Geldanlage 2013

Von | 20. Juli 2013

“…..Ich habe mich auf den Abstieg der Euro-Zone vorbereitet. Ich habe Geld in Norwegen und in der Schweiz angelegt. Und Aktien halte ich für sinnvoll, wobei ich in Unternehmen investieren würde, deren Geschäft nicht zu stark von der Euro-Zone abhängt. Außerdem habe ich einen Kredit aufgenommen und einige Wohnungen gekauft. Kommt es zu Inflation, wie ich es befürchte, werden die Schulden an Wert verlieren, die Immobilien ihren Wert aber behalten….” (Hans-Olaf Henkel im “Focus“)

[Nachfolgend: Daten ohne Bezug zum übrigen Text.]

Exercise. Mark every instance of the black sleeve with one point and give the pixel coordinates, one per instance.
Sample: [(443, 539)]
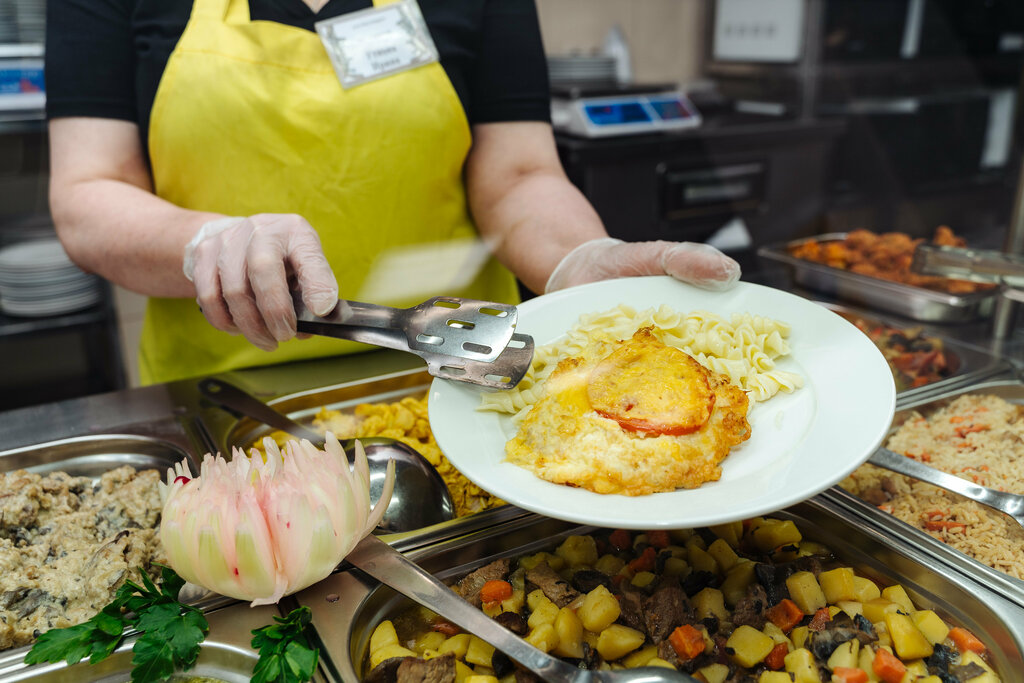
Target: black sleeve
[(511, 78), (90, 60)]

3 Gedanken zu „Geldanlage 2013

  1. aneagle

    Herr Henkel ist ein Optimist. Als solcher verdrängt er die Einsicht, dass jede Regierung auf Enteignungstrip viele Arten der

    *”Solidarsteuer” für Wohnungseigentümer,
    *”gerechte” Vermietungsgesetze und
    *”faire” Mietpreise kennt (und in Frankreich bereits erfolgreich testet),

    die Immobilienwerte schneller vernichten, als Draghi Geld druckt.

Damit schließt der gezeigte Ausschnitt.